É bom lembrar que, nos últimos 30 anos, e com muita intensidade nos anos recentes, a cachaça vem passando por uma verdadeira revolução. Muitas marcas e rótulos novos surgem, aprimorando sua qualidade e inovando na produção, na apresentação e no serviço. Pode-se dizer que hoje a cachaça é muito diferente do que era pouco tempo atrás – está melhor, ainda mais diversa, mais altiva, mais consciente de seus processos.

Aliás, há toda uma cena da coquetelaria brasileira em ebulição, na qual a cachaça vem sendo francamente revalorizada. Além, claro, de sommeliers e sommelières, pesquisadores e pesquisadoras, especialistas de diversas áreas, que têm dado uma contribuição enorme em várias frentes. Então, uma das ideias desses encontros é também que se possa conhecer uma amostra da produção contemporânea de cachaça, entendendo o “contemporâneo” como a convivência entre tradição e inovação, entre produtores consagrados, antigos, e os novos que chegam injetando oxigênio e inventividade nesse universo.

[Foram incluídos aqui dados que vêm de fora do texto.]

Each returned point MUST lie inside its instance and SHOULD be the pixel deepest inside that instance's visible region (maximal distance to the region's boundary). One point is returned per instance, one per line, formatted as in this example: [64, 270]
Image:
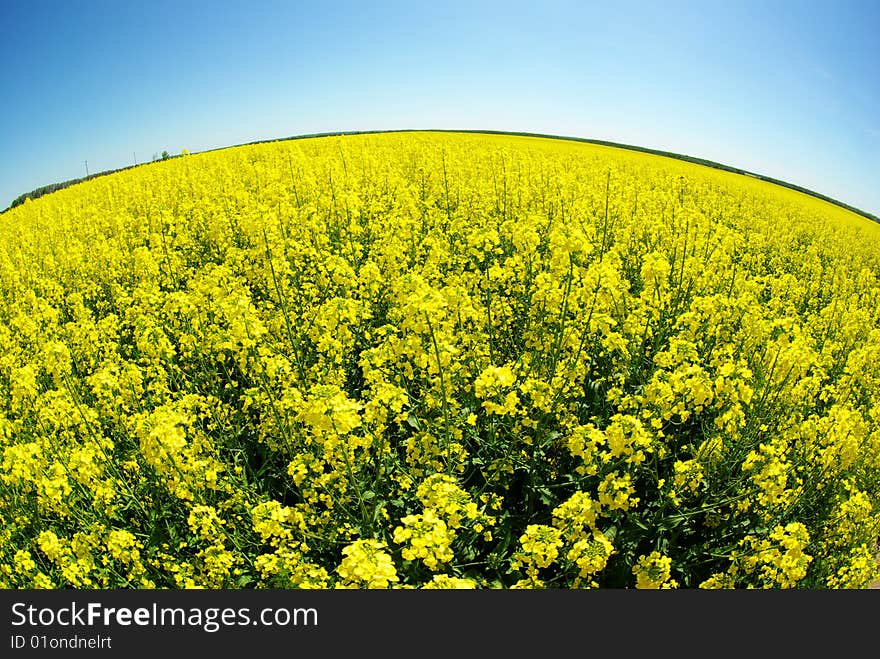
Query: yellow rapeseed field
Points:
[437, 360]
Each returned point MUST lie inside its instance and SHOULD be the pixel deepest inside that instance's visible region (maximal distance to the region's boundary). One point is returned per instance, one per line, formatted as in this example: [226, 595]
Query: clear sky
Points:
[786, 89]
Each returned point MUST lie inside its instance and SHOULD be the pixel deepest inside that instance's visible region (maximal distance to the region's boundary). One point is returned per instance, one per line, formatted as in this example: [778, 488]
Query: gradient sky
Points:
[785, 89]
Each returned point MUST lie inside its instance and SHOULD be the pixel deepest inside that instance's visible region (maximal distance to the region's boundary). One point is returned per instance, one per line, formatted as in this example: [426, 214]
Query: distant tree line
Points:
[39, 192]
[54, 187]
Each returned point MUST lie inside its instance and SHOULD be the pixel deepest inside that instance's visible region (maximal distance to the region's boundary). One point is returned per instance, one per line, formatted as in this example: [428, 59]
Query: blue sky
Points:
[786, 89]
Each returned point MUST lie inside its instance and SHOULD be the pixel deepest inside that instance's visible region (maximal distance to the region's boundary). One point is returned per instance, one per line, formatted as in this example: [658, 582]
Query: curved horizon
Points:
[696, 160]
[788, 88]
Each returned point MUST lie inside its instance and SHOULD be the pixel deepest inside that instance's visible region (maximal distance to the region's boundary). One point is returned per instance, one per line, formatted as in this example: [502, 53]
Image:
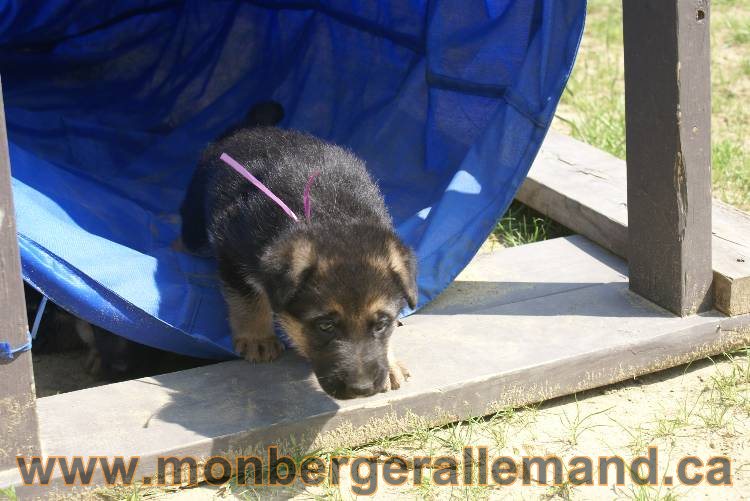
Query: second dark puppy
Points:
[336, 283]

Como serão os encontros? Acho que o trecho a seguir de José Lins do Rego, o primeiro dos autores da série, dá uma ideia do que vamos ter:

Na destilação, como nas farmácias do interior, os moradores se encontravam em conversa. O estribeiro, alguém que viesse em visita ou a negócio, o destilador João Miguel, e a palestra pegava, devagar, no manso, sem uma palavra mais alta, mas com gargalhadas de estrondo. João Miguel era branco, sabia ler e tinha com ele sempre as histórias de Antônio Silvino, lendo para os outros. – José Lins do Rego, Banguê.



Gostaria que os nossos encontros acontecessem como essa reunião informal ao lado do alambique que o escritor paraibano descreveu. Pessoas que se encontram pelo prazer de conversar, compartilhar leituras e histórias, e rir juntas, tudo em torno da cachaça.
 

Não será preciso ler os romances antes de cada encontro, embora, claro, quem tiver feito essas leituras poderá aproveitar mais. Vamos ler trechos das obras, com destaque para aquelas em que aparece a cachaça, e conversar a respeito para entender esses trechos em perspectiva, saboreando a poética de cada autor, mas também os possíveis desdobramentos simbólicos de cada obra. Para quem ainda não leu, o encontro funciona como uma introdução; para quem já leu, é uma apreciação especial a partir de certa perspectiva.

E vamos degustar cachaças, pelo menos duas que possam evocar conexões com o autor ou a obra em questão, e às vezes mais uma “infiltrada”, trazendo um tempero de outra região, com outras características.